No blog yesterday for a couple of reasons.
1. we didn't do much
2. I forgot to turn the inverter on so the computer was flat after me blogging, doing some Ancestry research, and writing another chapter of the new book the night before!
So, yesterday we set off, knowing that it wasn't going to be brilliant but we hoped we'd get some miles done before the rain set in.
This was where we had moored, there is a set of three reservoirs over the bank that feed the canal. You can see the puddles from the torrential rain we'd had during the night. Anyway we set off and got through the lock just ahead, pulled in to get some water, do cassette and dump rubbish then headed off towards the next lock. Two boats had gone past us to go down, and so by the time we got to the lock it was more or less empty. The locks here are useless, they leak so much that it doesn't seem to matter if they get left full or empty, within five minutes they are all half full (or is that half empty?)
As we approached the lock the weather looked pretty nasty and while I was going in, the rain started. By the time we came out we'd had enough and moored very quickly afterwards.
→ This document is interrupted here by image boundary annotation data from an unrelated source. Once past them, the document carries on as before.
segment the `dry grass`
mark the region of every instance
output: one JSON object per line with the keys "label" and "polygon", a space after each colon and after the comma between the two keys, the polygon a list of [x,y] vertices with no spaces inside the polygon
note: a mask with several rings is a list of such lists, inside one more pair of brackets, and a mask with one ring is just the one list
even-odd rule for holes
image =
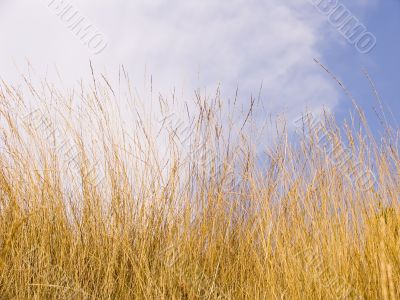
{"label": "dry grass", "polygon": [[257,101],[197,94],[186,130],[105,78],[25,86],[0,89],[1,299],[400,298],[397,129],[326,114],[260,149]]}

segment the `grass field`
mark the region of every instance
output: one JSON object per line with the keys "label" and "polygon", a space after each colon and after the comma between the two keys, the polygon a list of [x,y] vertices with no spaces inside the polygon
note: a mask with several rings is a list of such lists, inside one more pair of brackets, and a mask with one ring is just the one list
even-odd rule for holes
{"label": "grass field", "polygon": [[156,122],[105,77],[24,86],[0,88],[1,299],[400,298],[398,128],[355,107],[260,141],[257,101],[154,97]]}

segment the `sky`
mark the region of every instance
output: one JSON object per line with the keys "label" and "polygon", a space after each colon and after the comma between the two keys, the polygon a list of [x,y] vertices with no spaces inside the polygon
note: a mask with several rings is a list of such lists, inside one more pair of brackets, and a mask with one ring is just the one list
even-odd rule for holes
{"label": "sky", "polygon": [[[232,98],[238,88],[243,106],[262,86],[260,124],[267,114],[294,120],[321,108],[342,121],[353,110],[351,99],[318,59],[346,85],[374,130],[377,103],[363,70],[398,120],[400,1],[338,1],[376,38],[368,53],[348,42],[316,2],[0,0],[0,77],[18,84],[29,61],[39,76],[74,86],[89,80],[91,60],[111,82],[124,65],[144,101],[150,81],[155,93],[175,90],[181,99],[193,98],[196,89],[214,94],[218,86]],[[60,17],[66,3],[96,28],[98,48],[85,46]]]}

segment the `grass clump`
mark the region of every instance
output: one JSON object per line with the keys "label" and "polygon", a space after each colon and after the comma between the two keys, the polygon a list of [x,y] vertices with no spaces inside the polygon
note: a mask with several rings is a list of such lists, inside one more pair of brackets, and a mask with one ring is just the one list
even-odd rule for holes
{"label": "grass clump", "polygon": [[25,83],[0,89],[1,299],[400,297],[398,129],[260,140],[254,101]]}

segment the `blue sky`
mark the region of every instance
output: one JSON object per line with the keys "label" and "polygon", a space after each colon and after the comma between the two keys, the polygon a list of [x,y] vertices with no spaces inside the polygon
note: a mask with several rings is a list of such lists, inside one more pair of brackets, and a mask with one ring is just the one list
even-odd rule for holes
{"label": "blue sky", "polygon": [[[357,12],[357,7],[349,5]],[[366,69],[388,111],[393,113],[393,125],[398,126],[400,117],[400,1],[378,1],[360,11],[359,18],[376,38],[375,48],[368,54],[360,54],[350,44],[330,43],[323,47],[324,62],[348,87],[366,112],[375,133],[380,128],[373,107],[378,107],[374,93],[363,71]],[[348,97],[340,95],[336,115],[348,117],[352,104]],[[387,112],[390,117],[390,112]],[[397,124],[396,124],[397,123]]]}
{"label": "blue sky", "polygon": [[150,76],[156,93],[168,96],[175,89],[182,101],[193,98],[197,88],[214,94],[219,84],[231,98],[239,86],[243,106],[262,83],[260,125],[268,114],[284,113],[290,121],[322,107],[343,120],[350,100],[314,63],[318,58],[345,83],[374,128],[376,102],[363,68],[399,117],[399,0],[342,2],[376,36],[368,54],[349,44],[312,0],[64,1],[107,40],[104,51],[94,55],[57,16],[60,3],[0,1],[1,78],[18,83],[29,59],[39,76],[59,82],[60,74],[64,86],[73,86],[90,78],[91,59],[111,82],[123,64],[149,106]]}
About 20 minutes later two boats came down the lock, one, a hire boat so presumably on a mission, went past. The other moored up behind us and the guy told John it was set for the day, due to get worse.
So we made the best of it and watched the first two Harry Potter films again! One in the afternoon and one in the evening. I popped Paddy out for very quick walks to do the necessary and that was that..
This morning we got away early and knew that we had to get to Leighton Buzzard as I'd arranged to meet Robert and his family on Friday just beyond the town, and I needed to restock the fruit and veg, supplies at the Tesco there.
It's been a really changeable day, one minute the sky would look like this and I'd be getting my anorak on.
Then five minutes later it would look like this and I'd be taking the anorak off again. Once or twice we had a raindrop or two but not enough to get us wet or even damp. The one constant of the day has been the wind. We haven't had it this bad since the middle levels when we first had the boat and were travelling up from the wedding in Cambridge. That was over 6 years ago!
I really struggled getting into some of the locks, and EVERY lock, without exception, once I was in there the other back gate would open, so I was getting adept at getting the boat over, grabbing the rope and shutting the gate for John to be able to open the bottom paddles. Nearly every lock also saw the wind push me over to the side I wanted to be to get out as well, which was the only saving grace. I swear I'm looking forward to getting back to the gym for some gentle exercise after a day like today.
We came around one corner to be met with this view. The mooring pin had come out of the stern and the wind had swung the boat around. There was obviously no-one aboard so I jumped off ours and climbed across the bow, got up to the stern and got hold of the rope. John bought our boat up close enough for me to get the rope around our bow thingy where the rope is attached and then John pulled it around. It wasn't as easy as that makes it sound, but eventually it got to a point where John was able to get off ours and catch the middle rope to pull it back in. I retrieved the pin and we got it around the pilings and re-attached the rope and job done. That was about half an hours work!
An unusual but now discarded feature of this group of locks is that at one point they dug out a narrow lock alongside the double one, so that single boats could use less water. A very good idea to my mind, and one that I wish they still had. I'm really looking forward to single locks again, and I'm sure that John must be. Some of these gates are incredibly heavy and with the wind factor added in, they aren't easy. I actually had to get off and help John close one today and that's the first time that has happened.
There are a lot of people who seem to take pleasure in moaning about CRT (Canal and River Trust) but we think that they are doing a good job overall. We were delighted to come across them doing some dredging today and reclaiming some farm land.
This has the added advantage of making the canal slightly narrower again (still plenty wide enough) which means there will be more water to keep the levels maintained. There's no doubt that there are stretches that are really shallow. Dredging not only makes it easier to navigate but the stuff dredged up can fill in the gaps along the edges.
We complemented the staff for the grand job they were doing and finally left them to it, whilst cruising under the arm of the dredger, having been waved through. We both felt really delighted to see CRT doing something of such benefit and also something that we've often thought would be a good idea in many areas of the system.
We got to Leighton Buzzard as planned and have walked to Tesco. Tomorrow we haven't far to go to get to the Three Locks where we're meeting them for lunch. Photos of our Vikings tomorrow!
PS John was determined to find out what the bow thingy was actually called and the best he can come up with is a 'dolly' which seems reasonable to me. So that's my bit of learning for the day!